In the News
for the Week of 2-24-09
- Stroke 2009: Research highlights tPA, gender differences
- BP therapy helps even non-hypertensive diabetics
- MKSAP quiz: herpes zoster
- Anti-TNF drugs increase herpes zoster risk
- Genetic algorithm more accurate than fixed-dose for initial warfarin dosing
- Advisory on psoriasis drug
- Another insurer settles allegations of under-reimbursement
From ACP Internist's blog
- Stroke 2009 and surgeries on twitter
From the College
Cartoon caption contest
- Vote for your favorite entry
Physician editor: John Tooker, FACP
Stroke 2009: Research highlights tPA, gender differences
SAN DIEGO—Studies on tPA administration timing and gender differences in treatment were among the new research presented last week at International Stroke Conference 2009, sponsored by the American Heart Association/American Stroke Association.
One study examined whether women are less likely than men to be treated with tissue plasminogen activator (tPA) for acute stroke. The meta-analysis of 18 studies and 2.3 million acute stroke patients found that women’s odds of getting tPA treatment in the hospital were 30% lower than men's—a statistically significant difference. Yet a subgroup analysis of four studies, in which all patients had arrived at the hospital within the three-hour window for getting tPA, found that women were 19% less likely to get treatment—a difference that was no longer statistically significant.
Meanwhile, a retrospective study of 445 patients found that while women arrived at the emergency department of a tertiary stroke center later than men, they were treated just as quickly and often as men once they got there. Perhaps, then, observed gender differences in tPA treatment can be explained in part by women’s later arrival to the ED—when physicians may be more reluctant to use tPA for fear of missing the treatment window, the study’s coauthor suggested.

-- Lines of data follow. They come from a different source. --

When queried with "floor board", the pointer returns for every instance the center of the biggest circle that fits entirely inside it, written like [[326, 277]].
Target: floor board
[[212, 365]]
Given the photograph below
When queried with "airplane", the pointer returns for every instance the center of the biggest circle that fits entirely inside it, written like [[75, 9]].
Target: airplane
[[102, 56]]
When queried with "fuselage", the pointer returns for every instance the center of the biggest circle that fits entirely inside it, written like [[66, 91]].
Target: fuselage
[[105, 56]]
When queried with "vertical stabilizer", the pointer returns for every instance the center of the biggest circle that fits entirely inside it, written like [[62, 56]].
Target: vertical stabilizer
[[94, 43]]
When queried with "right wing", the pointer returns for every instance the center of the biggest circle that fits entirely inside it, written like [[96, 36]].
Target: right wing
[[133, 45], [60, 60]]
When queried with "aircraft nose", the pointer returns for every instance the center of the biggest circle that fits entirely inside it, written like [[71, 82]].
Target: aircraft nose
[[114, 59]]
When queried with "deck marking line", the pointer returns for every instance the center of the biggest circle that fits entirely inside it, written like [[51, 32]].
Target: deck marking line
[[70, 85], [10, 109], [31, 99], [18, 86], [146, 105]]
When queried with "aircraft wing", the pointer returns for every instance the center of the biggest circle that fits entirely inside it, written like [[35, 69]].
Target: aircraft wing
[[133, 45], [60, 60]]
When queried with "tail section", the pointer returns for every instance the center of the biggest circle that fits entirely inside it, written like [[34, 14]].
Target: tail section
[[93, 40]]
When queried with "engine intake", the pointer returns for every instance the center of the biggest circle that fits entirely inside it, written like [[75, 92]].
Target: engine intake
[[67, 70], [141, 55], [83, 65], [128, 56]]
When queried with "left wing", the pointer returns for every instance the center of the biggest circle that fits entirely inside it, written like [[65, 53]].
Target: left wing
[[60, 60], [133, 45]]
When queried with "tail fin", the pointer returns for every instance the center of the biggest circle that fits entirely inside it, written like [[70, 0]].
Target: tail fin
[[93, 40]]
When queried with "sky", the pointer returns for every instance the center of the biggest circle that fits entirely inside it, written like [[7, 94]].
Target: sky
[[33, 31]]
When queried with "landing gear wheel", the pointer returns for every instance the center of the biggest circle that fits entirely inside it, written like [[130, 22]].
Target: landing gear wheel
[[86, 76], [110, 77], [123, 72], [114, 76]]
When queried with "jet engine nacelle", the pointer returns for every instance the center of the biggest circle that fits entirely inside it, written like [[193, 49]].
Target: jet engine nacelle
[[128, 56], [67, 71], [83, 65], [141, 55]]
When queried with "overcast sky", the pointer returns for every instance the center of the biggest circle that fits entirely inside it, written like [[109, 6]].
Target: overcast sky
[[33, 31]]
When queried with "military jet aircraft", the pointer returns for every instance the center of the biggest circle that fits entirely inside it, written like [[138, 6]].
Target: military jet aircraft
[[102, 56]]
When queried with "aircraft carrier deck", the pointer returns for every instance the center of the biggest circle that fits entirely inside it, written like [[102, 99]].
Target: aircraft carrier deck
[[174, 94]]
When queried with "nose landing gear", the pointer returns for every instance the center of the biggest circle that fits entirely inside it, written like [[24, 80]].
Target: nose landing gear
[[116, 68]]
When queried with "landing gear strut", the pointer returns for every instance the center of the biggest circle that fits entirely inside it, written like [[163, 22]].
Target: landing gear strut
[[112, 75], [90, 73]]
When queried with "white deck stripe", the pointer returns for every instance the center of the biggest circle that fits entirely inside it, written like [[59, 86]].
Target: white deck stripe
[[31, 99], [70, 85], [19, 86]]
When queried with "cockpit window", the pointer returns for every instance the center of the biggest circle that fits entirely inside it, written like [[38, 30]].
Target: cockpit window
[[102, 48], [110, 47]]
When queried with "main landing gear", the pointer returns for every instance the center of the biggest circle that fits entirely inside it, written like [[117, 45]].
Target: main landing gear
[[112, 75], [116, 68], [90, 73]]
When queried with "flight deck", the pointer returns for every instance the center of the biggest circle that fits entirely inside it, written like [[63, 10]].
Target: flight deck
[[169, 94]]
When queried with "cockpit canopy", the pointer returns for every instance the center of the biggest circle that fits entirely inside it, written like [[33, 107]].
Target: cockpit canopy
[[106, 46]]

It’s not known why women take longer getting to the ED, but the topic merits further study, she said.
Patients who arrive at hospitals within an hour of stroke symptom onset are more than twice as likely to get tPA as those who arrive in the second or third hour, a registry study of more than 100,000 patients found. Specifically, 27% who arrived within an hour of symptom onset got tPA, compared to 13% who arrived between one and three hours after onset. However, physicians took 15 minutes longer to treat first-hour patients than those who arrived later, perhaps thinking they had more of a time cushion to ensure that treatment was the right decision, the study’s coauthor said. Current guidelines recommend a "door to needle" time for tPA of 60 minutes from hospital arrival; for the study patients, the door to needle time was 90 minutes, on average. The study also revealed that 28% of ischemic stroke patients arrive within 60 minutes of symptom onset, 31.7% arrive in one to three hours, and 40% arrive more than three hours after symptoms start.
Up-to-the-minute updates are available on ACP Internist's blog.
—By Jessica Berthold.
BP therapy helps even non-hypertensive diabetics
Prescribing an ACE inhibitor together with a diuretic can reduce the risk of kidney disease in type 2 diabetics, even if they don't have high blood pressure, according to a new analysis from the ADVANCE study.

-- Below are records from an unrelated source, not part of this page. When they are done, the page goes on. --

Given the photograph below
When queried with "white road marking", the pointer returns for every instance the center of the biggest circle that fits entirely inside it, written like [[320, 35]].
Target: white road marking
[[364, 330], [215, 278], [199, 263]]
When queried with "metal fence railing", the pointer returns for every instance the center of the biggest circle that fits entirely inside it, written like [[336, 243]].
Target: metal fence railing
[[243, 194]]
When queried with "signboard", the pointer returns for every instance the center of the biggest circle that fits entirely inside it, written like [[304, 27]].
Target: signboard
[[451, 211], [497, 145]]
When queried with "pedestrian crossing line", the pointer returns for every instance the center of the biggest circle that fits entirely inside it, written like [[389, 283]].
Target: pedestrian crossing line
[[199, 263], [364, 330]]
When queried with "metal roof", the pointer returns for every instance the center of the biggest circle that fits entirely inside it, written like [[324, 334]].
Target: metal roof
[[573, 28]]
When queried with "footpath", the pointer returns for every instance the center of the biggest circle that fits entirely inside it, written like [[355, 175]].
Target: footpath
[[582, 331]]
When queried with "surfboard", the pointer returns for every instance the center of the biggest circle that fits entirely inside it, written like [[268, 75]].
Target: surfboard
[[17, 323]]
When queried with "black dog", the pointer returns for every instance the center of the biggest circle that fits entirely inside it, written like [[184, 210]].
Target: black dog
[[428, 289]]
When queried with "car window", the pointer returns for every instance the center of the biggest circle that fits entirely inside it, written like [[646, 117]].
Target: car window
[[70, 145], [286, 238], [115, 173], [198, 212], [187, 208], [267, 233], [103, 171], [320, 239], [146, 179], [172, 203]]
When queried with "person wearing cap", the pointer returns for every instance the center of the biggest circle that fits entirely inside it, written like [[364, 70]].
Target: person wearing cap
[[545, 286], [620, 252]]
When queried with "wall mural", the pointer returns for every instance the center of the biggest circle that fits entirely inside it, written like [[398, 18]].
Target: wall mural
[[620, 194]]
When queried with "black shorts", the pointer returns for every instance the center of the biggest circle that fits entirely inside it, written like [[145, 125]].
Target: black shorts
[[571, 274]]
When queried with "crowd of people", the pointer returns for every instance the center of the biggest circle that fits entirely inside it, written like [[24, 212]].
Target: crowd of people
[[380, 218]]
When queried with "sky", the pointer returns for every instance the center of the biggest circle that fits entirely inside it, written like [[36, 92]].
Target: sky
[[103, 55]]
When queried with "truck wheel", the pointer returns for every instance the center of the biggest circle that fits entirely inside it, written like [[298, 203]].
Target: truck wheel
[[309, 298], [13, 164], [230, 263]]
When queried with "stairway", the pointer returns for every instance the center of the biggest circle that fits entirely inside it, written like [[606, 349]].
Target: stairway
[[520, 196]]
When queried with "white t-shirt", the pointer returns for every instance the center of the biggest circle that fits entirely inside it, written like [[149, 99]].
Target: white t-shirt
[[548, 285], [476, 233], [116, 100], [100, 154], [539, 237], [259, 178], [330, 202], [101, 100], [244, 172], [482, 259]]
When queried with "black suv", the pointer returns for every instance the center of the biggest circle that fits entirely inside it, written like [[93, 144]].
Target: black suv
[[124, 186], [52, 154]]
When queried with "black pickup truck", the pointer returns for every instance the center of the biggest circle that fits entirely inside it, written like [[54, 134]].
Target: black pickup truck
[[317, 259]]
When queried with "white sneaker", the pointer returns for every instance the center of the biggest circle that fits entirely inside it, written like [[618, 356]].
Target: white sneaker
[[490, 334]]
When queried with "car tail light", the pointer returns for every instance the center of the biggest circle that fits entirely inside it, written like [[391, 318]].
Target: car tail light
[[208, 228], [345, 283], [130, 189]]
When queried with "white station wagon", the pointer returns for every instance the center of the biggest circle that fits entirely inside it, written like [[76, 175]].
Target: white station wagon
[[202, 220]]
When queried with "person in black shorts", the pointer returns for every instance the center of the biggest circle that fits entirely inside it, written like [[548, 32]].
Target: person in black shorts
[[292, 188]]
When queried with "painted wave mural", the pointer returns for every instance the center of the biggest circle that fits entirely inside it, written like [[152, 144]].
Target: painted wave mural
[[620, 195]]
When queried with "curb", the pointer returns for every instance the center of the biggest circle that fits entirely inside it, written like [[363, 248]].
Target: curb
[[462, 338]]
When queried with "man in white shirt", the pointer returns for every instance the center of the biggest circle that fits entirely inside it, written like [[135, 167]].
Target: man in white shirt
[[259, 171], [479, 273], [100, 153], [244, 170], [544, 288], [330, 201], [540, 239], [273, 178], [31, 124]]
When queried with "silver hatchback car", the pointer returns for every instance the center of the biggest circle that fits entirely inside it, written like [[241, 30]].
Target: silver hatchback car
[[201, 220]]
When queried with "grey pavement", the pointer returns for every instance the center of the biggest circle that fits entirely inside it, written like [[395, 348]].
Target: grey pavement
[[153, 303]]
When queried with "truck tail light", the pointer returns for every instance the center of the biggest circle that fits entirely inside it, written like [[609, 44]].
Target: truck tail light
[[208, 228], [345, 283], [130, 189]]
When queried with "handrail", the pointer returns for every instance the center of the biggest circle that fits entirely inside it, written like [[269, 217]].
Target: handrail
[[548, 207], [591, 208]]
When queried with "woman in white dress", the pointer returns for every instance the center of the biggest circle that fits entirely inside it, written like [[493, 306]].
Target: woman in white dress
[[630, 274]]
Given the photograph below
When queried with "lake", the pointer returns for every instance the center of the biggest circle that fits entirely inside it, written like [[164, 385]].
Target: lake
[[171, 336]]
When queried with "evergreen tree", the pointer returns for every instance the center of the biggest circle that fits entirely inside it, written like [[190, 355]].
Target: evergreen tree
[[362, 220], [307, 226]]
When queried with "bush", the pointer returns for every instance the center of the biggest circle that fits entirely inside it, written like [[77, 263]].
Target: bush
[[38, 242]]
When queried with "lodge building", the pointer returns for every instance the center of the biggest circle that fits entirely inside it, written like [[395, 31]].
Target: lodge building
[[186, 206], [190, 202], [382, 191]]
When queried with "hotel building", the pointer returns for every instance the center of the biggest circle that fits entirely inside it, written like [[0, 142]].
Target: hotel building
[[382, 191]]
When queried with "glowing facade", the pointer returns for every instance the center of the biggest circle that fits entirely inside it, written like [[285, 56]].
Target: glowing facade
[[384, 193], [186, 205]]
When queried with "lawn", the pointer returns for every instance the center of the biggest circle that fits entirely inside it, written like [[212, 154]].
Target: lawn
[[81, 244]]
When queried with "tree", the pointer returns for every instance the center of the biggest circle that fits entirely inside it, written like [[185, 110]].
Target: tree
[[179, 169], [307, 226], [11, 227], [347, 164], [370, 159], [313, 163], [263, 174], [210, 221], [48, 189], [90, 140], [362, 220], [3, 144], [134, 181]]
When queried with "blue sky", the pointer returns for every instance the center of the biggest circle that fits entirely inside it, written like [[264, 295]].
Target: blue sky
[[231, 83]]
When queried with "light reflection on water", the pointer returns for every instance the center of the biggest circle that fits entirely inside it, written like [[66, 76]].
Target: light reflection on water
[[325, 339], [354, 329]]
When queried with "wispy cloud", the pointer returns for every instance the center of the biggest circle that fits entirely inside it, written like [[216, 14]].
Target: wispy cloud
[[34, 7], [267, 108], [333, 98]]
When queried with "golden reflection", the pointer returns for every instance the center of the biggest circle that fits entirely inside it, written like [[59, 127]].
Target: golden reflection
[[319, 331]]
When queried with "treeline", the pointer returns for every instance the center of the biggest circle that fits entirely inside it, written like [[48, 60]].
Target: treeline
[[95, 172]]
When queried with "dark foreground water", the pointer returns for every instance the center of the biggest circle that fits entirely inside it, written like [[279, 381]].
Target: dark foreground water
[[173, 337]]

In the study of 11,140 diabetics, patients were randomly assigned to take either perindopril and indapamide or a placebo. Most of the patients were hypertensive, but 20% had normal blood pressure (under 130/80 mm Hg). At the follow-up of about four years, patients on the drugs had a 21% lower risk of renal events than controls. The active treatment group also had reduced risks of developing microalbuminuria and macroalbuminuria.

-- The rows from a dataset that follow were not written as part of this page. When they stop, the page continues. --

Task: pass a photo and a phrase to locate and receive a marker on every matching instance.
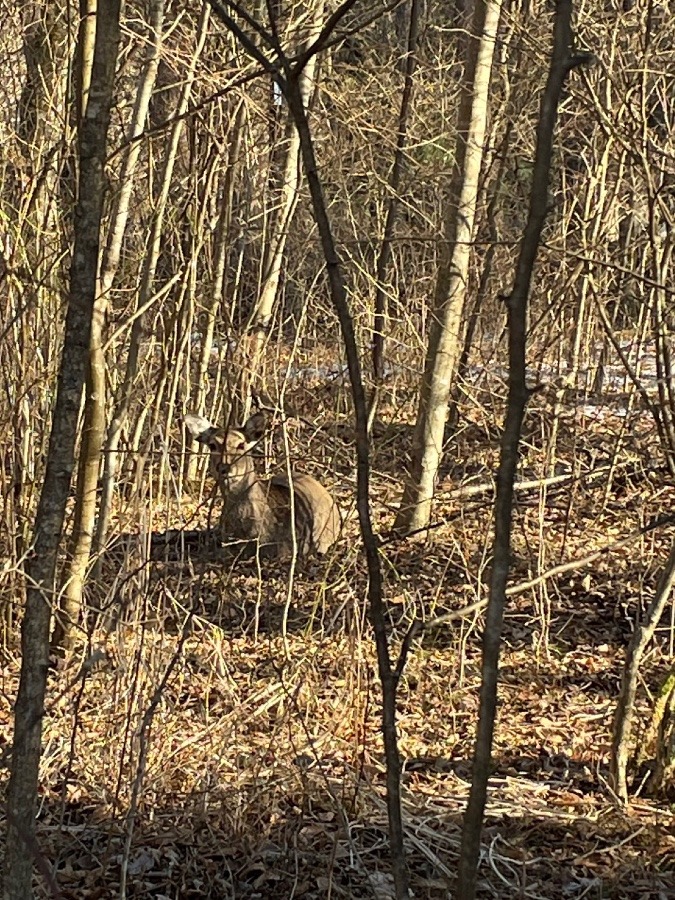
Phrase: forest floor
(222, 739)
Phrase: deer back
(270, 511)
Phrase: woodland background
(212, 725)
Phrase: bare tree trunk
(381, 304)
(291, 86)
(217, 294)
(123, 396)
(625, 707)
(21, 850)
(95, 403)
(248, 360)
(445, 339)
(562, 61)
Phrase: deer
(267, 511)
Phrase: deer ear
(254, 428)
(200, 428)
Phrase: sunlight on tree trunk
(562, 61)
(450, 296)
(95, 408)
(21, 852)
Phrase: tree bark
(93, 434)
(445, 339)
(562, 61)
(21, 852)
(625, 707)
(145, 298)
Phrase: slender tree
(445, 344)
(563, 60)
(21, 850)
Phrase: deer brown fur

The findings held true even for patients who did not meet the criteria for high blood pressure. The lower the blood pressure level, the lower the risk of kidney disease found; the study could not identify a threshold below which the benefit was lost. Study authors called for more research on the topic, but also suggested that the new evidence may justify lowering the threshold at which type 2 diabetics are considered for antihypertensive treatment.
One limitation of the study was that it was not large enough to assess the impact of the drugs on kidney failure, a study author noted in a
press release. It was also not possible to determine the impact of the specific drug combination used or to prove whether the renal effects were due entirely to the reduction in blood pressure. The study was published online by the Journal of the American Society of Nephrology on Feb. 18.
MKSAP quiz: herpes zoster
A 70-year-old man is evaluated for an episode of herpes zoster. Two months ago, he developed a painful rash over the right trunk and was examined after symptoms persisted for 1 week. He was advised to use acetaminophen for pain and was given a prescription for acetaminophen with codeine. He continues to experience sharp pain, particularly when trying to sleep, and he has not found the pain medications to be effective. His history is significant for benign prostatic hyperplasia and hypertension for which he takes doxazosin and hydrochlorothiazide. On physical examination, vital signs are normal. Examination of the right posterior trunk reveals scattered areas of hypopigmentation in a dermatomal distribution. The patient notes tingling and pain with light touch.
Which of the following is the most appropriate treatment for this patient's condition?
A) Oral famciclovir
B) Oral prednisone
C) Oral gabapentin
D) Oral oxycodone
Click here for the answer and critique for this question.
Anti-TNF drugs increase herpes zoster risk
Treatment with anti-TNF drugs increases the risk of herpes zoster infection, according to a new study of rheumatoid arthritis patients.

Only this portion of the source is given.